Billy giró el pomo y buscó a tientas la luz del recibidor. La encendió y se hizo a un lado para seguir a
Lowry.
Jim Lowry señaló el perchero y le mostró un bolso de mujer que estaba allí colgado junto a un sombrero
también femenino; había otro sombrero, éste de hombre, trabado entre el perchero y la puerta del salón;
llevaba unas iniciales en la cinta: J.L.
—Ven conmigo —dijo Lowry con voz pausada. Cuando pasaron por el salón, Billy vio los fragmentos
de una silla rota y un cenicero volcado.
Jim Lowry abrió la puerta de la cocina y encendió la luz. La ventana estaba rota.
De alguna parte llegó un sonido gimoteante y Jim Lowry abrió la puerta del sótano. Descendió el corto
tramo de escaleras con pasos firmes y pausados, atravesando los hilos de telarañas recién tejidas. Un
gato persa con una mirada medio enloquecida salió disparado más allá de donde estaban y se escapó de
la casa.
Jim buscó a tientas la luz del sótano. Durante un instante, pareció no estar decidido a encenderla, pero
sólo unos segundos. La luz de la bombilla desnuda inundó el sótano y lo llenó de sombras angulosas y
oscilantes.
Alguien había cavado un hoyo en medio del sucio suelo y había dejado la pala abandonada.
Jim Lowry sujetó la bombilla por el cable, de forma que los rayos luminosos incidiesen en la carbonera.
El mango de un hacha, ennegrecido por la sangre coagulada, apuntaba hacia ellos.
Algo blanquecino sobresalía entre el carbón.
Billy se aproximó al negro y polvoriento montón y apartó algunos pedazos. Un pequeño derrumbe dejó
al descubierto el rostro de Tommy Williams, destrozado por profundos cortes. A su derecha, con la
cabeza echada hacia atrás y un brazo colgando, lleno de coágulos de sangre yacía el cuerpo de Mary,
la mujer de Jim Lowry.
Billy contempló durante algunos minutos a Jim Lowry y entonces éste empezó a hablar con voz
monótona: Lo hice el sábado por la tarde.
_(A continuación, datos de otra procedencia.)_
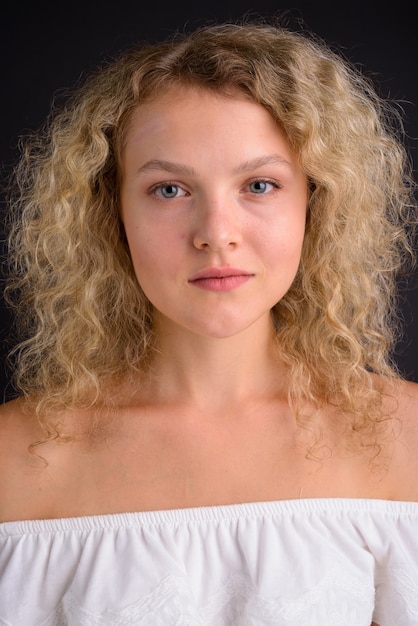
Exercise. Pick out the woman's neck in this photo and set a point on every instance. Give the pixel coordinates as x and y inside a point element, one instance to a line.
<point>213,372</point>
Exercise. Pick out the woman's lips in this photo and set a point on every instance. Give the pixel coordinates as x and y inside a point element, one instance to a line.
<point>220,279</point>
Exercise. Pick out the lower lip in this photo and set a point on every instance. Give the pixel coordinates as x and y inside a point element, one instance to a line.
<point>227,283</point>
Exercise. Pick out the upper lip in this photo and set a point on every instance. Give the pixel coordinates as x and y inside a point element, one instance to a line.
<point>219,272</point>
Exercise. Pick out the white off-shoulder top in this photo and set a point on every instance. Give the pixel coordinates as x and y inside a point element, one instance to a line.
<point>311,562</point>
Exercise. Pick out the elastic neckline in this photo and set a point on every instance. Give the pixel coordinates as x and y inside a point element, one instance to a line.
<point>217,513</point>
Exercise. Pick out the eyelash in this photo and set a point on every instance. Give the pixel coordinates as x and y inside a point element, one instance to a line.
<point>153,190</point>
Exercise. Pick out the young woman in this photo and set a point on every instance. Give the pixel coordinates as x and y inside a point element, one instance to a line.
<point>210,431</point>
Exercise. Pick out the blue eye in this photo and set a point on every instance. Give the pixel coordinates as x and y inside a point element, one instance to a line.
<point>260,186</point>
<point>169,191</point>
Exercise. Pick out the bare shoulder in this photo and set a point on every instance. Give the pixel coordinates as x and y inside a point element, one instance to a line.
<point>20,470</point>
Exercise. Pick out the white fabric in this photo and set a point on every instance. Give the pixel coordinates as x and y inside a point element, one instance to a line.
<point>313,562</point>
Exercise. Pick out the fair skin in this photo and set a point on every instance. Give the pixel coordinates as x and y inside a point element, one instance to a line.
<point>208,184</point>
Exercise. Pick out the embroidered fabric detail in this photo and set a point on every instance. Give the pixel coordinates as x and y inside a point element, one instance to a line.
<point>332,602</point>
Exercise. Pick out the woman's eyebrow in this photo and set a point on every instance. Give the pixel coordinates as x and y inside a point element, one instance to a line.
<point>181,169</point>
<point>166,166</point>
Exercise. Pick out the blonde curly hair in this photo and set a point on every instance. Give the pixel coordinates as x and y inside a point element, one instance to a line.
<point>84,320</point>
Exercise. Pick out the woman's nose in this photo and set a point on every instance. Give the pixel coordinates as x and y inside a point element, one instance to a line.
<point>217,226</point>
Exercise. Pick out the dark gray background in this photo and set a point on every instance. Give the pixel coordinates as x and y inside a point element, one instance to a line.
<point>46,48</point>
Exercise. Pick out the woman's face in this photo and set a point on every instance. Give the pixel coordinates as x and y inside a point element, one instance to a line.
<point>213,203</point>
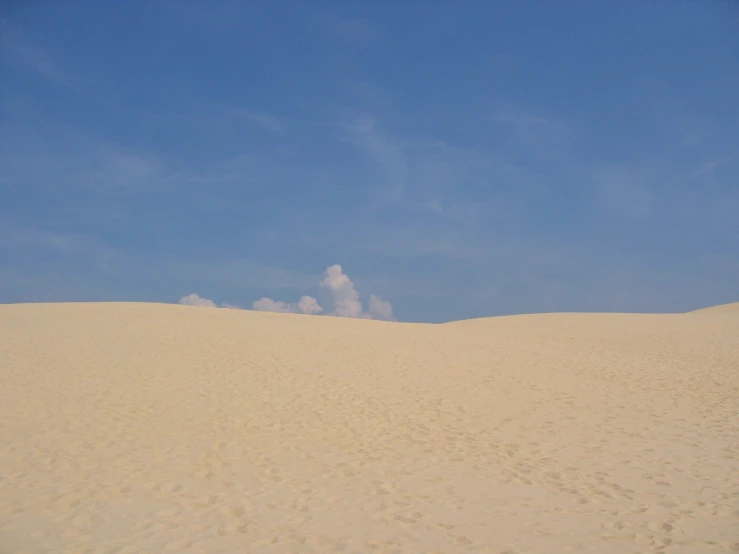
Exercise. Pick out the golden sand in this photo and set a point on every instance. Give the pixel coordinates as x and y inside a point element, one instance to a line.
<point>150,428</point>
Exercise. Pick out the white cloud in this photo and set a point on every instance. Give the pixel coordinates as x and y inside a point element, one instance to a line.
<point>306,305</point>
<point>309,305</point>
<point>380,309</point>
<point>345,298</point>
<point>195,300</point>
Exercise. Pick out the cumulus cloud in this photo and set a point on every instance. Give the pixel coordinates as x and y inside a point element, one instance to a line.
<point>306,305</point>
<point>195,300</point>
<point>380,309</point>
<point>344,296</point>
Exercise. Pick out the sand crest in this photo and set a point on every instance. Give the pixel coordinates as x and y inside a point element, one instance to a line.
<point>148,428</point>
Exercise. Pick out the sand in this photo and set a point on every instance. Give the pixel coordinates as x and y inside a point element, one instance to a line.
<point>149,428</point>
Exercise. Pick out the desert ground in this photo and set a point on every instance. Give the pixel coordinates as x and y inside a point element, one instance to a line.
<point>150,428</point>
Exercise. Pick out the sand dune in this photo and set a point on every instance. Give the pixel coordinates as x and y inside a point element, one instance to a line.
<point>147,428</point>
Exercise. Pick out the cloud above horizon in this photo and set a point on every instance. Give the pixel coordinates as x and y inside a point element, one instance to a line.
<point>344,297</point>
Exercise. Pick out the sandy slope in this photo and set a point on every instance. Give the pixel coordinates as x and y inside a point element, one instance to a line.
<point>149,428</point>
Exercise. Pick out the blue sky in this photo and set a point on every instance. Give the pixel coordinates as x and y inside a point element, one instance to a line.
<point>456,159</point>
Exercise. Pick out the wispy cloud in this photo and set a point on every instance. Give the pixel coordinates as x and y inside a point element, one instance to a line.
<point>543,132</point>
<point>264,120</point>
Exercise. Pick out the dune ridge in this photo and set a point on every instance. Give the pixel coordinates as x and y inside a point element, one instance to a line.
<point>133,427</point>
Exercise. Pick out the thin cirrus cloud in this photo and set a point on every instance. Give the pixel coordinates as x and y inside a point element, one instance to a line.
<point>344,297</point>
Y por la noche regresé para buscar la prueba que había dejado
—mi sombrero— y deshacerme de los cadáveres. El domingo volví otra vez..., tuve que entrar por la
ventana. Había perdido la llave.
Digitalización y corrección por Antiguo Pág. 61
L. Ronald Hubbard Miedo

Jim Lowry se dejó caer sobre una caja y hundió su rostro entre las manos: No sé por qué lo hice. Dios
mío, perdóname, no sé por qué. La hallé aquí, escondiéndose; después de haber encontrado su sombrero.
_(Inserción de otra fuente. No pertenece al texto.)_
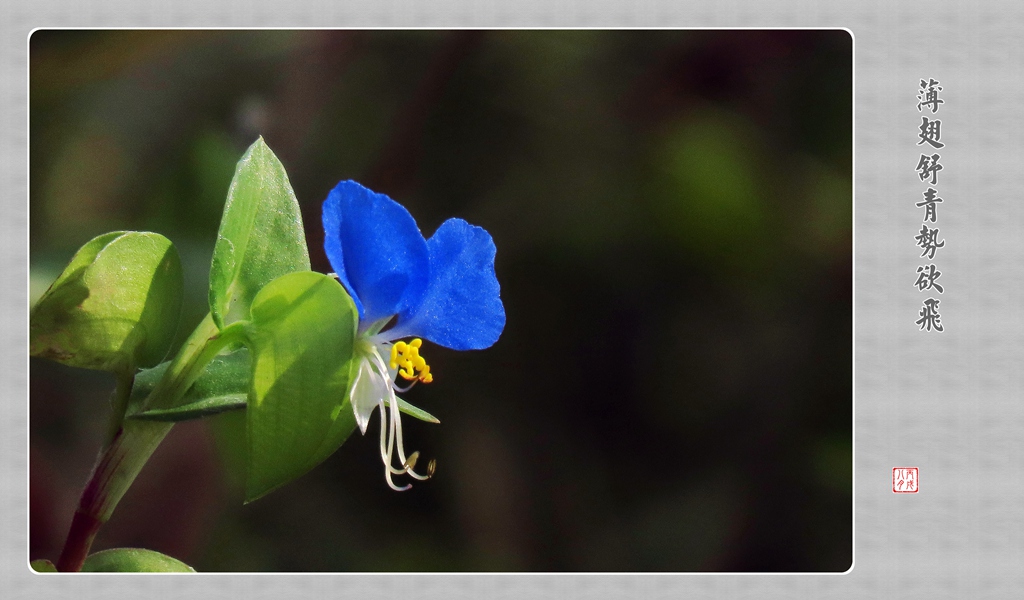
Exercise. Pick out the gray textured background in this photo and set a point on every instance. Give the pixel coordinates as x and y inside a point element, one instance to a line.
<point>945,402</point>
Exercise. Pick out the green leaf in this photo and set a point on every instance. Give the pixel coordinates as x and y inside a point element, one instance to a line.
<point>223,385</point>
<point>43,566</point>
<point>115,307</point>
<point>260,237</point>
<point>134,560</point>
<point>301,336</point>
<point>198,410</point>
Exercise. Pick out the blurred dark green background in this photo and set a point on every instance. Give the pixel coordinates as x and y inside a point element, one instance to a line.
<point>672,211</point>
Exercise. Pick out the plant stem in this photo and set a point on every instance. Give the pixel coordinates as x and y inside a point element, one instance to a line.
<point>132,442</point>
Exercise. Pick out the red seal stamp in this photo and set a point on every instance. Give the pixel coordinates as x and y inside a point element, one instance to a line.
<point>905,480</point>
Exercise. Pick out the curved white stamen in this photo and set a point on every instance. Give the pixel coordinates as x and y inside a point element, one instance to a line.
<point>391,428</point>
<point>402,390</point>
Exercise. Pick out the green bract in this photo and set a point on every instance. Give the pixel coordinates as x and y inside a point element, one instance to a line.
<point>133,560</point>
<point>223,385</point>
<point>260,237</point>
<point>115,307</point>
<point>301,338</point>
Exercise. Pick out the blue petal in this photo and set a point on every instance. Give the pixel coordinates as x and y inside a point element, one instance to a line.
<point>462,308</point>
<point>376,249</point>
Todo empezó a darme vueltas y no lograba oír lo que me decían a voces... y los maté —un sollozo le
hizo estremecerse—. No sé por qué. No sé qué es lo que hacía ella aquí... no sé por qué perdí el juicio...
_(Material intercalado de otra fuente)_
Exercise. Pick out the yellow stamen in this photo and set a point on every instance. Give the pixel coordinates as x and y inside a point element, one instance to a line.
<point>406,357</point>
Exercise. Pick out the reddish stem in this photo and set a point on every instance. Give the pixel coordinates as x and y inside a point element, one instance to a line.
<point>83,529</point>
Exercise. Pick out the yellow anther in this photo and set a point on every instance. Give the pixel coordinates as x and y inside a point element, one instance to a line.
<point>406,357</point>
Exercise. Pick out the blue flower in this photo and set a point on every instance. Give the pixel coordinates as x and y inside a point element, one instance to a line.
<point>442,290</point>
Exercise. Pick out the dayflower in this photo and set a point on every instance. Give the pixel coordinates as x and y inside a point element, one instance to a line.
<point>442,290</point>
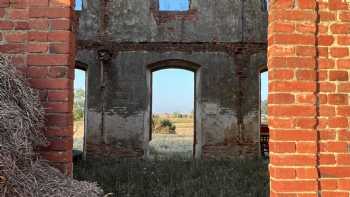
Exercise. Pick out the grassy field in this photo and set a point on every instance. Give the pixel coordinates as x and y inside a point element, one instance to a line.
<point>177,178</point>
<point>171,171</point>
<point>78,137</point>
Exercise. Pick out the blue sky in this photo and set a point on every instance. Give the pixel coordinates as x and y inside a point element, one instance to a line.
<point>173,89</point>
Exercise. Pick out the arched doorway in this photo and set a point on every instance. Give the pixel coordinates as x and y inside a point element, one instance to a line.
<point>178,65</point>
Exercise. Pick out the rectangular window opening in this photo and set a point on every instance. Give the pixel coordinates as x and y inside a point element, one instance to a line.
<point>174,5</point>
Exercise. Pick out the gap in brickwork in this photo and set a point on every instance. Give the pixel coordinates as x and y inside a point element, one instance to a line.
<point>174,5</point>
<point>79,113</point>
<point>172,122</point>
<point>78,5</point>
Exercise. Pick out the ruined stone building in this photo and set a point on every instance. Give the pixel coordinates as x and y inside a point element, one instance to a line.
<point>122,42</point>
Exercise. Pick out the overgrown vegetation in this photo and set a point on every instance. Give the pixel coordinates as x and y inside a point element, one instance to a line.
<point>264,111</point>
<point>177,177</point>
<point>165,126</point>
<point>22,172</point>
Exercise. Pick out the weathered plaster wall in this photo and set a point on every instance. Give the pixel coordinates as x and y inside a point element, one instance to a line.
<point>227,40</point>
<point>207,21</point>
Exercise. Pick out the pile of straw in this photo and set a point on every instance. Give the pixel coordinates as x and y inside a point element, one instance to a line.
<point>22,172</point>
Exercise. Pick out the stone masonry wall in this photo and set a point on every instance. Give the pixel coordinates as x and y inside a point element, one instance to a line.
<point>309,98</point>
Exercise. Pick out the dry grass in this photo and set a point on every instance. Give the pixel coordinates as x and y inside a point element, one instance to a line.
<point>177,177</point>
malaria cerebral... locura de celos...
Bílly removió un poco el montón de carbón y éste se desplazó con cierto estrépito. El brazo de Tommy
quedó al descubierto. Parecía tenderse hacia Lowry y su frío puño aferraba un pedazo de papel, como
si quisiese darle una explicación, incluso desde la muerte.
Billy sacó el papel y lo leyó:

TOMMY, BUEN PERDEDOR: La próxima semana es el cumpleaños de Jim y quiero sorprenderle con
una fiesta. Iré a verte el sábado por la tarde para que me ayudes a hacer la lista de sus amigos y darme
tus sabios consejos sobre el licor de demonios. No le digas ni una palabra de esto.
Saludos, MARY

Arriba, en alguna parte, parecía flotar el retintín de una risa: una risa divertida y aguda, burlona y llena
de maliciosa satisfacción.
Aunque, claro, probablemente, sólo se tratara del suspiro del viento, al pasar bajo la puerta del sótano.